Beyond BOLD, posture governs blood flow around the brain (Gisolf et al., 2004). A few experiments employ a stance-adjustable positron emission tomography (PET) gantry and report greater blood flow to both visual and cerebellar cortices when standing erect compared to lying supine (Ouchi et al., 1999, 2001). Using fNIRS, researchers document decreases in both oxygenated and deoxygenated cortical hemoglobin volume when participants move from lying supine to sitting upright (Edlow et al., 2010; Ozgoren et al., 2012). Due to a paucity of upright MRI scanners capable of functional sequences, researchers have yet to replicate postural fNIRS experiments with fMRI. Because fNIRS and fMRI measure similar signals (Cui et al., 2011), we can only presume that postural discrepancies would also influence fMRI data.
Beyond cardiovascular measures, posture exerts a quantifiable and direct impact on neural activity. A few EEG experiments demonstrate that, compared to lying horizontally, lying head-up on an incline between 30–45° (Cole, 1989; Vaitl and Gruppe, 1992) and sitting upright (Chang et al., 2011; Spironelli et al., 2016) increase high-frequency neural activity, associated with alertness and sensory processing, and dampen down low-frequency oscillations associated with relaxed or drowsy states. More recent studies leverage high-density EEG systems and reveal greater high-frequency power across the cortex in more upright postures (Thibault et al., 2014) as well as an 80% increase in occipital gamma power when supine compared to prone (Rice et al., 2013). Posture further alters event related potentials (ERPs) in response to standard visual paradigms (Rice et al., 2013), painful stimuli (Spironelli and Angrilli, 2011; Fardo et al., 2013), and emotional processing (Price et al., 2012; Messerotti Benvenuti et al., 2013). In contrast to these findings, a recent sensor-level MEG study revealed greater high-frequency power over common language areas only, rather than the entire cortex, when sitting upright compared to when supine or reclined (Thibault et al., 2015). Sensor-level MEG results, however, may represent only the strongest postural effects and source-level analyses of such data may reveal more widespread changes reminiscent of previous EEG findings (Lifshitz et al., under review). Whereas, the majority of these studies employ healthy young adults, posture may exert a particularly strong influence on brain function in the elderly and specific patient groups (e.g., cardiovascular disease or tramautic brain injury: Ouchi et al., 2005; Thompson et al., 2005).

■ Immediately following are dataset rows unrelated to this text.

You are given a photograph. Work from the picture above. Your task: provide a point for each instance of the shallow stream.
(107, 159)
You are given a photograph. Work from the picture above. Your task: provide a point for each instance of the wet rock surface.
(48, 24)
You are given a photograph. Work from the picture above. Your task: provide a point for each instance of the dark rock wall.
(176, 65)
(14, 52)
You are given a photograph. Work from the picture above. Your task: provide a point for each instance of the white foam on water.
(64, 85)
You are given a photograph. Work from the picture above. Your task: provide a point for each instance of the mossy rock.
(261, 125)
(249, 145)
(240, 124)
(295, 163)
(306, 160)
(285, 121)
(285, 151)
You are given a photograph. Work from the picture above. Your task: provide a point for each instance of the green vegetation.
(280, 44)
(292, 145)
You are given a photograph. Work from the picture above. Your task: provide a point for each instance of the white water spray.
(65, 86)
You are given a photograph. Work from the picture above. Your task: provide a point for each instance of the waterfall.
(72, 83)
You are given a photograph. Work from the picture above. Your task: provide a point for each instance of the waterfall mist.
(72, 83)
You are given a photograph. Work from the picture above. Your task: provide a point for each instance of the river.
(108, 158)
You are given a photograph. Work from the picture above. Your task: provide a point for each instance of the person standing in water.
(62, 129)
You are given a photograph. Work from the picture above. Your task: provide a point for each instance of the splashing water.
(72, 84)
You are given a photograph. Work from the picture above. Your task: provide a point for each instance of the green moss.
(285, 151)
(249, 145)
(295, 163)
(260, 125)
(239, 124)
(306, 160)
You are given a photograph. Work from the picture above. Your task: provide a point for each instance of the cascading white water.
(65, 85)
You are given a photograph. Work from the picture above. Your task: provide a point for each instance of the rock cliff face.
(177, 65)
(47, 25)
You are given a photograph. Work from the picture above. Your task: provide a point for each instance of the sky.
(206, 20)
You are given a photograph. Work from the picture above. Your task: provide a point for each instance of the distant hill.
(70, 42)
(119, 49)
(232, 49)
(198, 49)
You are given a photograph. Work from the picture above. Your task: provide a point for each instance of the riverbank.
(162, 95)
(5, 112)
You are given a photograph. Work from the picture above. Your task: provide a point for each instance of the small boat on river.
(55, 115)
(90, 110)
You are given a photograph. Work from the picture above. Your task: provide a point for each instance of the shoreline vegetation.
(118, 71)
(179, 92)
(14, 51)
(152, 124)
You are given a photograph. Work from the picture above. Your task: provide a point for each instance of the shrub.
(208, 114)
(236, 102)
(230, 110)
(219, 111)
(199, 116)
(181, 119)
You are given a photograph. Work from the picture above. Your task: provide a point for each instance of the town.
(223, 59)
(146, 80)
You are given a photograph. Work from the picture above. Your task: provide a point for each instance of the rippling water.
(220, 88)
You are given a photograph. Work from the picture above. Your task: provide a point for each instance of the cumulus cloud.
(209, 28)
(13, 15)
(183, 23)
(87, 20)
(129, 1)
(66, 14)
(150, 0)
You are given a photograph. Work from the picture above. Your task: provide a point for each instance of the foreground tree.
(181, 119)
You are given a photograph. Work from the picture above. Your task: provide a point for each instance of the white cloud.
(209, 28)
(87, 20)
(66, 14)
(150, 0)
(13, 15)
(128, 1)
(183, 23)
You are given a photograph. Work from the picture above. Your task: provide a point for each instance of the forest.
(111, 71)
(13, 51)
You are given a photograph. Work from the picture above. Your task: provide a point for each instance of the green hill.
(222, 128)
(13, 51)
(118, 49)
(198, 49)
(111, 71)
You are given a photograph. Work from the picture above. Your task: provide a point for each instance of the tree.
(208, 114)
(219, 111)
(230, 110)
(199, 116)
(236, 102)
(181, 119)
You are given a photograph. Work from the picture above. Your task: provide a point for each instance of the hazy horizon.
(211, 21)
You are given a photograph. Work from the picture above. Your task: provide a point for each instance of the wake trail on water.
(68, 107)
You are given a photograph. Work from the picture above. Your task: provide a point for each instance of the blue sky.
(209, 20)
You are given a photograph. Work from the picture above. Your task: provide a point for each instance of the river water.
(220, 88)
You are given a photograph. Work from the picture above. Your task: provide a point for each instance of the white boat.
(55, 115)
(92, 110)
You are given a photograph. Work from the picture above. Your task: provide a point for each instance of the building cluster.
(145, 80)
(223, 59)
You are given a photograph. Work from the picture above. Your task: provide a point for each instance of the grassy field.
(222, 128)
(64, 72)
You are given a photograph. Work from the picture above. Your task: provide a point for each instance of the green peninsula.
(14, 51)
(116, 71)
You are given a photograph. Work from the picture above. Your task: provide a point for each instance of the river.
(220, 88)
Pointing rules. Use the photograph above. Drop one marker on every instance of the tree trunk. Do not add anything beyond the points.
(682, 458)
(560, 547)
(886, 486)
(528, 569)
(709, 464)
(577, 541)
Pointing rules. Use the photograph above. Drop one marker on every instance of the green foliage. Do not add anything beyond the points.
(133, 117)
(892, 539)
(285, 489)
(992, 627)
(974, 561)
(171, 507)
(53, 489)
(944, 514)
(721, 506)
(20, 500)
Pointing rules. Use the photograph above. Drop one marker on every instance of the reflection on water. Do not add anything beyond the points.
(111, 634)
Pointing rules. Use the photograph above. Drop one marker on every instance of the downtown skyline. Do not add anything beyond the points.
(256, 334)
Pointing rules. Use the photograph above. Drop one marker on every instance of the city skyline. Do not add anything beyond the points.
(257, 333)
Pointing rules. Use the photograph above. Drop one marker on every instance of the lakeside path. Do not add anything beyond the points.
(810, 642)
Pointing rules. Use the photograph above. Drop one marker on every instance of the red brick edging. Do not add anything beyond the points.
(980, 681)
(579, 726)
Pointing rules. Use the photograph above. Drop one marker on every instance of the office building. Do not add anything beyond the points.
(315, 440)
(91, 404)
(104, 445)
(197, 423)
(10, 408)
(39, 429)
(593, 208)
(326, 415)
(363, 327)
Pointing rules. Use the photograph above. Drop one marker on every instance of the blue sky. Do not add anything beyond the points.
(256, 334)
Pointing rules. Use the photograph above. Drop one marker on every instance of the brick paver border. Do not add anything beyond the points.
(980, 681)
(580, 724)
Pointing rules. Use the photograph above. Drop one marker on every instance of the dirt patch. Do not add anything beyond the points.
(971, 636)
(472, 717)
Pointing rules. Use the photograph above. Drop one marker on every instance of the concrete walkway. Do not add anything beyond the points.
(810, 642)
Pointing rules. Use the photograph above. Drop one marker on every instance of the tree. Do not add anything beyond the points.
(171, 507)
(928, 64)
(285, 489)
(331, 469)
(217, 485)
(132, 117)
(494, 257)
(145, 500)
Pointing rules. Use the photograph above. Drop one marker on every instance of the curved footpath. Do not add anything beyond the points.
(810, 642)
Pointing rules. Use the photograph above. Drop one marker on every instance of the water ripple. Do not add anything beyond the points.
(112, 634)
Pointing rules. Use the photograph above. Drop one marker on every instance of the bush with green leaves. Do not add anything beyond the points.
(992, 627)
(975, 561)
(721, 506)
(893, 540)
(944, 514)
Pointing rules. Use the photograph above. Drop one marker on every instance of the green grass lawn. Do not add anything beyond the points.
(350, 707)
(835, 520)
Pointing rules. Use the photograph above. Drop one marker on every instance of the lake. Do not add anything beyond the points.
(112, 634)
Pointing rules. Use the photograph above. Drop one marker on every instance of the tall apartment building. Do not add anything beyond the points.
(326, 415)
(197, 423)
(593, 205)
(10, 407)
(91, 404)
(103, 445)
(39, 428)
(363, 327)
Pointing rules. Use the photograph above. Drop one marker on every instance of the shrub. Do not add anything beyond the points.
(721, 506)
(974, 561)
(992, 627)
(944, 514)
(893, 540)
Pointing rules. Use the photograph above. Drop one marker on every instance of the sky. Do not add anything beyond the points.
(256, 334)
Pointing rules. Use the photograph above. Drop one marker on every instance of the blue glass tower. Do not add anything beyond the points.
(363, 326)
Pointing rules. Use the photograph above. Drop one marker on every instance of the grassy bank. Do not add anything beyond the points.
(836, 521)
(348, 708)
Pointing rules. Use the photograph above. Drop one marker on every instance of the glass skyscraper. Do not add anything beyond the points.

In this regard, converging evidence from cognitive, medical, and neuroscientific research supports the “embodied brain” hypothesis and underscores the importance of postural variables in modern imaging experiments.
Underlying Mechanisms by which Posture Operates
At least two physiological and one cognitive mechanism contribute to the influence of posture on brain data: (1) changes in noradrenalin output, (2) altered CSF thickness, and (3) a preparatory cognitive state based on the subset of interactions possible with the environment.
(1) The supine position hampers cortical excitability (Lipnicki, 2009; Spironelli et al., 2016). When lying horizontally, compared to upright, gravitational loads redistribute and stimulate arterial and cardiopulmonary baroreceptors, and in turn, lead to a reduction in sympathetic nervous system activity (Mohrman and Heller, 2003). This process appears to impede noradrenergic release from neurons in the locus coeruleus (Murase et al., 1994; Berridge and Waterhouse, 2003) and drives downstream cortical inhibition (Rau and Elbert, 2001). A cleverly designed experiment supports this theory (Cole, 1989). The researcher applied leg pressure via anti-shock trousers (normally used to treat severe blood loss) to maintain levels of baroreceptor activity between lying horizontally and lying head-up on a 40° incline. They found less high-frequency EEG activity only in the condition with reduced baroreceptor firing (i.e., 40° incline without leg pressure). Further theoretical (Lipnicki, 2009) and experimental reports (Vaitl and Gruppe, 1992; Schneider et al., 2008) support the idea that gravity initiates a physiological cascade that leads to cortical inhibition.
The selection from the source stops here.